Thursday, January 26, 2017

Selfing and adaptation

Posted by Jessica Abbott
Physa acuta.Taken by N yotarou.
For next week's group meeting I've chosen a paper that just came out, about the effect of self-fertilization on the rate of adaptation. We expect that in the long term, selfing depletes genetic variance. However in the short term, selfing may produce a more rapid reponse to selection. This study attempts to disentagle effects of contemporary selfing from historical selfing on the rate of adaptation, using experimental evolution in the snail Physa acuta. A commentary on this article is also avaliable here.

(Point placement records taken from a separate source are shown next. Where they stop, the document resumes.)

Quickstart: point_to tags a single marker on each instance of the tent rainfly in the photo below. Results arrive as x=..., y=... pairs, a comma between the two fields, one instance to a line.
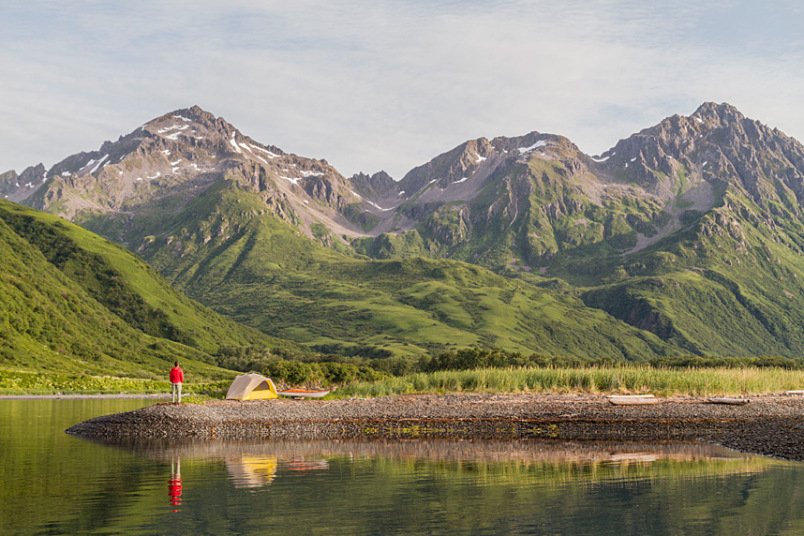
x=251, y=387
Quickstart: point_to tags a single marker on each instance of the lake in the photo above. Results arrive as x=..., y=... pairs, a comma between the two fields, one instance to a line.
x=57, y=484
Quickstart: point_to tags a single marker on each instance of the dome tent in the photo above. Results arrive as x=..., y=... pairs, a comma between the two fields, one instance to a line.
x=251, y=387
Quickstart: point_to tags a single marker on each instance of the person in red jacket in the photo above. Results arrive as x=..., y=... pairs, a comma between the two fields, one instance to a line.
x=176, y=380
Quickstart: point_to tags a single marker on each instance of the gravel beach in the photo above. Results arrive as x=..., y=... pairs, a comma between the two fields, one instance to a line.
x=772, y=425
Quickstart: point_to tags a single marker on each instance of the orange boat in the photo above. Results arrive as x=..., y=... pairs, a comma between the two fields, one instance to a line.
x=303, y=393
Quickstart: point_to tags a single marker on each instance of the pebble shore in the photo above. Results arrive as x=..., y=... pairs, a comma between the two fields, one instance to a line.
x=771, y=425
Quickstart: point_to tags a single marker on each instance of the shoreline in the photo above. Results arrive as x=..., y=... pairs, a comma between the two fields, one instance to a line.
x=771, y=425
x=80, y=396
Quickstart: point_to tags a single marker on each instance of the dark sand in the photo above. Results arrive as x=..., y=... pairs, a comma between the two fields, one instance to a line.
x=771, y=424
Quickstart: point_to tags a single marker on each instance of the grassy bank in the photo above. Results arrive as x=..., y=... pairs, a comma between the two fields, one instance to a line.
x=615, y=379
x=35, y=383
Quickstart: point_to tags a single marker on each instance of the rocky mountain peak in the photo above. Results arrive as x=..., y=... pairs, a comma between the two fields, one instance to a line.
x=377, y=186
x=718, y=113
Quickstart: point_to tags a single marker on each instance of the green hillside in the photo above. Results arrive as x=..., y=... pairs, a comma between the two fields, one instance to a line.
x=264, y=273
x=72, y=302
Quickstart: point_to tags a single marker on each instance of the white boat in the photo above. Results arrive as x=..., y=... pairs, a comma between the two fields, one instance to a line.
x=633, y=400
x=728, y=400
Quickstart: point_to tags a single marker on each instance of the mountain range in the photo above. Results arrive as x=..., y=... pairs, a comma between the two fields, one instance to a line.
x=684, y=238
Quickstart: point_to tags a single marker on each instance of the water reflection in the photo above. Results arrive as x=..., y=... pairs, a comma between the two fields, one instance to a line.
x=174, y=484
x=254, y=465
x=251, y=471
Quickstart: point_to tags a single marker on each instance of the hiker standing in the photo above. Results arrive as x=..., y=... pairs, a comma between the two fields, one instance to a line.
x=176, y=379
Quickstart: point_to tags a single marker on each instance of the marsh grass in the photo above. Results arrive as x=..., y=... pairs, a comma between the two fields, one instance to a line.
x=20, y=382
x=615, y=379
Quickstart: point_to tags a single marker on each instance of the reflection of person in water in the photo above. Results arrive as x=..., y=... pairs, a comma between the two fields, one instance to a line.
x=174, y=484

Title: Experimental evidence for the negative effects of self-fertilization on the adaptive potential of populations.
Abstract: Self-fertilization is widely believed to be an “evolutionary dead end”, increasing the risk of extinction and the accumulation of deleterious mutations in genomes. Strikingly, while the failure to adapt has always been central to the dead-end hypothesis, there are no quantitative genetic selection experiments comparing the response to positive selection in selfing versus outcrossing populations. Here we studied the response to selection on a morphological trait in laboratory populations of a hermaphroditic, self-fertile snail under either selfing or outcrossing. We applied both treatments to two types of populations: some having undergone frequent selfing and purged a substantial fraction of their mutation load in their recent history, and others continuously maintained under outcrossing. Populations with a history of outcrossing respond faster to selection than those that have experienced selfing. In addition, when self-fertilization occurs during selection, the response is initially fast but then rapidly slows, while outcrossing populations maintain their response throughout the experiment. This occurs irrespective of past selfing history, suggesting that high levels of inbreeding depression, contrary to expectation, do not set strong limits to the response to selection under inbreeding, at least at the timescale of a few generations. More surprisingly, phenotypic variance is consistently higher under selfing, although it quickly becomes less responsive to selection. This implies an increase in non-heritable variance, hence a breakdown of developmental canalization under selfing. Our findings provide the first empirical support of the short-term positive and long-term negative effects of selfing on adaptive potential.
When: Tuesday January 31st, at 10.00.